VXX, officially the Presidential Helicopter Replacement Program, was a procurement program to replace aging Marine One helicopters that transport the president of the United States. The previous VH-3 helicopters had aging airframes, having entered service with United States Marine Corps Marine Helicopter Squadron One (HMX-1) in 1963. The VH-3D replaced the VH-3A by 1976. The smaller VH-60N entered service in 1987. On 7 May 2014, it was announced that the Sikorsky VH-92 had won the VXX competition.

==History==
The September 11 attacks on the U.S. led to widespread agreement that the Marine One helicopter fleet needed significant upgrades to its communication, transportation, and security systems. But these could not be made due to the weight already added to the aircraft. In 2002, it was proposed to replace the current helicopters. The U.S. Department of Defense issued a request for proposals (RFP) for the VXX helicopter on 18 December 2003 for the supply of 23 helicopters to replace the eleven VH-3Ds and eight VH-60Ns of USMC HMX-1 squadron. In November 2002, the White House asked the Secretary of Defense to accelerate the development of the new aircraft, and DOD said it would have a new aircraft ready by the end of 2008. To do so, DOD asked bidders to begin development and production at the same time.

AgustaWestland and Sikorsky responded to the RFP. Sikorsky proposed the VH-92, a variant of the H-92 Superhawk. On January 28, 2005 the Department of Defense announced that it had selected the US101 for the VXX program. The US101 team was awarded a US$1.7 billion contract for the VXX system development and demonstration (SDD) phase. The Lockheed Martin and AgustaWestland AW101-based US101 bid was given the military designation VH-71 Kestrel in mid-2005.

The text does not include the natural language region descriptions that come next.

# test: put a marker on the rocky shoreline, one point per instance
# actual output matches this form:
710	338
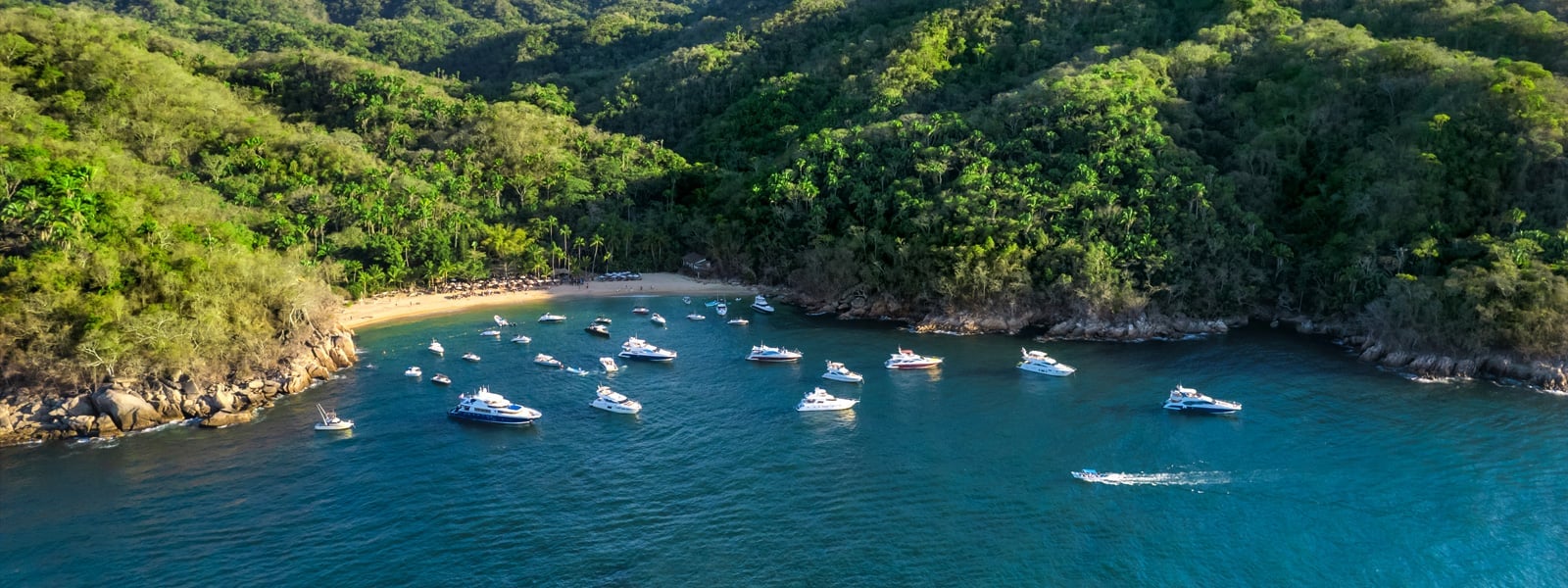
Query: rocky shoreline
132	405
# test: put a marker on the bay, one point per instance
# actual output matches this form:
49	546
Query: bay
1335	472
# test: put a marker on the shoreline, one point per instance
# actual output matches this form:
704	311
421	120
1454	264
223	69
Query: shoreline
404	306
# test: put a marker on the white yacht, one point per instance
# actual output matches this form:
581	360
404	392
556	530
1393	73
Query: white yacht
760	305
615	402
906	360
1188	400
838	372
331	422
820	400
1040	363
491	408
773	353
640	350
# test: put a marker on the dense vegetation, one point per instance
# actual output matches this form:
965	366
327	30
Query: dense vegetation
1388	162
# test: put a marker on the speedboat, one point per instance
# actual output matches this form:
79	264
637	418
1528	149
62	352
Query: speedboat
760	305
331	422
772	353
820	400
640	350
1188	400
1040	363
841	373
491	408
906	360
615	402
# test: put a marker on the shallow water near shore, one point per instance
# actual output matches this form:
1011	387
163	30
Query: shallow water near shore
1335	472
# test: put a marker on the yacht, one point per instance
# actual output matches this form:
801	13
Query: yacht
640	350
491	408
820	400
331	422
843	373
772	353
615	402
1040	363
1188	400
906	360
760	305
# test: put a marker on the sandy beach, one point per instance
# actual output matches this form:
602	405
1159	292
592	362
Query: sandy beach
388	308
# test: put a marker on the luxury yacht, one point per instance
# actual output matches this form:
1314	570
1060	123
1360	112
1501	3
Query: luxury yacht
1040	363
820	400
615	402
491	408
841	373
773	353
1188	400
906	360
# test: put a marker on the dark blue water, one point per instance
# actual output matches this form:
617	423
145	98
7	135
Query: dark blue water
1333	474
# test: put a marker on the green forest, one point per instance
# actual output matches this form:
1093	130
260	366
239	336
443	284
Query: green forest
193	184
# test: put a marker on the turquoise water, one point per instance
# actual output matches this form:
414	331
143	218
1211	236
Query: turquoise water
1333	474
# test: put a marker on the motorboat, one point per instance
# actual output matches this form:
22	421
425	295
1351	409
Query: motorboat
1188	400
838	372
331	422
773	353
820	400
760	305
640	350
491	408
615	402
906	360
1040	363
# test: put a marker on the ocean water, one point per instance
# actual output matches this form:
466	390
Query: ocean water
1335	472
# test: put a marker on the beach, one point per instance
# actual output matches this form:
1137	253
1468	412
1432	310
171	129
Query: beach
404	306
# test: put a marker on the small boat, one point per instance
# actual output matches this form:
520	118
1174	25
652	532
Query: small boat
838	372
615	402
906	360
772	353
820	400
331	422
491	408
640	350
1188	400
760	305
1040	363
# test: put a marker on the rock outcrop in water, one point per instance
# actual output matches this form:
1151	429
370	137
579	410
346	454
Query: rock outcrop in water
132	405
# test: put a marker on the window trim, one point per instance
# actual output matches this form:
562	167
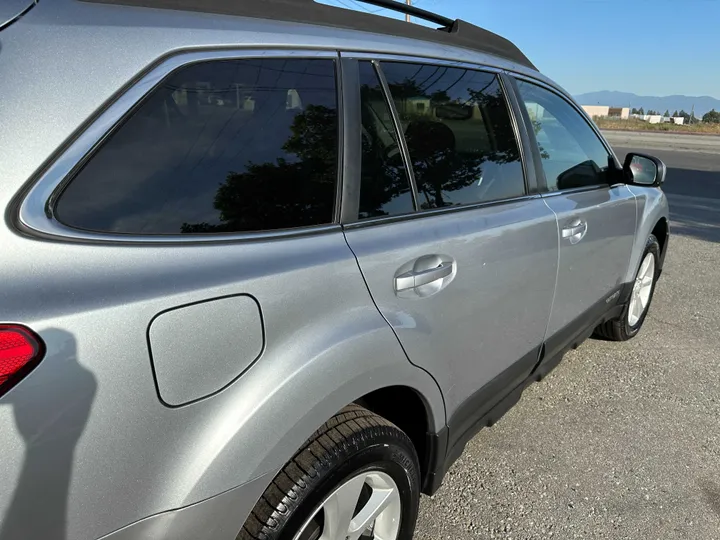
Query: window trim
529	175
35	212
542	179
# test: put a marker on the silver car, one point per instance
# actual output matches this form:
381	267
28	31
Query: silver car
268	266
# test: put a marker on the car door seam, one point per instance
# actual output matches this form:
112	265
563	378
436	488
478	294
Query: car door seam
557	269
397	338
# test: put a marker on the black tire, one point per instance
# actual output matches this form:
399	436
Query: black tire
619	329
353	440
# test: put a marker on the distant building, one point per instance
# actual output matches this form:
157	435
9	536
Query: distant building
607	112
658	119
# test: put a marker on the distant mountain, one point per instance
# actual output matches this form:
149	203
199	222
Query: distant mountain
669	103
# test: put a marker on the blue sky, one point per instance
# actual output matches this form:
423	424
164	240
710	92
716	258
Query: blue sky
648	47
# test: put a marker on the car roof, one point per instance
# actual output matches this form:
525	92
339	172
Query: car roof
458	33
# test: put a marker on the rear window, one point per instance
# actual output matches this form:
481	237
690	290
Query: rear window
219	147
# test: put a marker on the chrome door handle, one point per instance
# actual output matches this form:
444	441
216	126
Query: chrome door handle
410	280
575	231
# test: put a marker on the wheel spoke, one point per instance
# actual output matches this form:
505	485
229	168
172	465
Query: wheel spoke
339	509
379	501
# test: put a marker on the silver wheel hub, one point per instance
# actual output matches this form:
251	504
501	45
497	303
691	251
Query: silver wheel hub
642	288
365	507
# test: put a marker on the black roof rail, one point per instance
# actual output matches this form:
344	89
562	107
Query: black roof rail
456	32
401	7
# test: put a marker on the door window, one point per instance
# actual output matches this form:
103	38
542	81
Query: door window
459	134
572	154
219	146
385	186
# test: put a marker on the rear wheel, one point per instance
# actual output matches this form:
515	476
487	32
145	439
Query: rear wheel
628	324
355	479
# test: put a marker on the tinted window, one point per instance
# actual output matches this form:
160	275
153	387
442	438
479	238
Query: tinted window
222	146
572	155
459	134
385	187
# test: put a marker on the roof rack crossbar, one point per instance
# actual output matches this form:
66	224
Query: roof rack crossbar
411	10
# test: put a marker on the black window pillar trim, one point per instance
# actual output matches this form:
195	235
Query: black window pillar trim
404	149
350	142
527	133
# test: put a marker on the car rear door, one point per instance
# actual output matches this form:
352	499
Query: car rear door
596	216
459	254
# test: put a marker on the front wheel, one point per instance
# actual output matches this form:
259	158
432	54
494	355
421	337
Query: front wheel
357	478
628	324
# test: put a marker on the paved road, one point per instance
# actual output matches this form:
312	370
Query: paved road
622	441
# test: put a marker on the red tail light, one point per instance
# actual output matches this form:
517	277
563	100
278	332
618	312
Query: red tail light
20	351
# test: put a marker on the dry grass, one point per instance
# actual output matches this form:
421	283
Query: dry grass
638	125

The replacement cost of the fleet was estimated at $6.1 billion when the VH-71 contracts were signed in 2005. However, by March 2008 the cost of the new 28 helicopter fleet was projected to total US$11.2 billion, or roughly US$400 million per helicopter. Political controversy began in February 2009 amid calls for fiscal restraint, and, as a result, President Barack Obama announced that he had instructed Defense Secretary Robert Gates to review the helicopter situation and on 6 April 2009, Gates announced the ending of VH-71 funding, after nine aircraft had already been built at a cost of about US$600 million each.

In February 2010, the U.S. Navy issued a request for information (RFI) to the aviation industry. Responses would be used to restart the VXX contest. In April 2010, Sikorsky and Lockheed Martin announced they would team in offering the VH-92. In June, Boeing announced it was considering a licensed version of the AgustaWestland AW101, on which the VH-71 was based, to be built in the United States. Boeing was also considering the Bell-Boeing V-22 Osprey and Boeing CH-47 Chinook for the presidential VXX program. Whichever platform were picked would be expected to be delivered between 2017 and 2023.

On 23 November 2012, Naval Air Systems Command released a draft request for proposals for a new VXX program. The new requirements lowered the number of people the helicopter had to carry, shortened its range, and simplified its communications. By mid-2013, Boeing, Bell Helicopter and AgustaWestland declined to take part in the project. Only Sikorsky seemed likely to bid on the VXX contract.

On 7 May 2014, the Navy announced that the Sikorsky VH-92 had won the VXX competition, ahead of other potential competitors who decided not to submit a proposal. Subsequent to the VXX competition affairs, in November 2015, Lockheed Martin acquired Sikorsky Aircraft Corporation.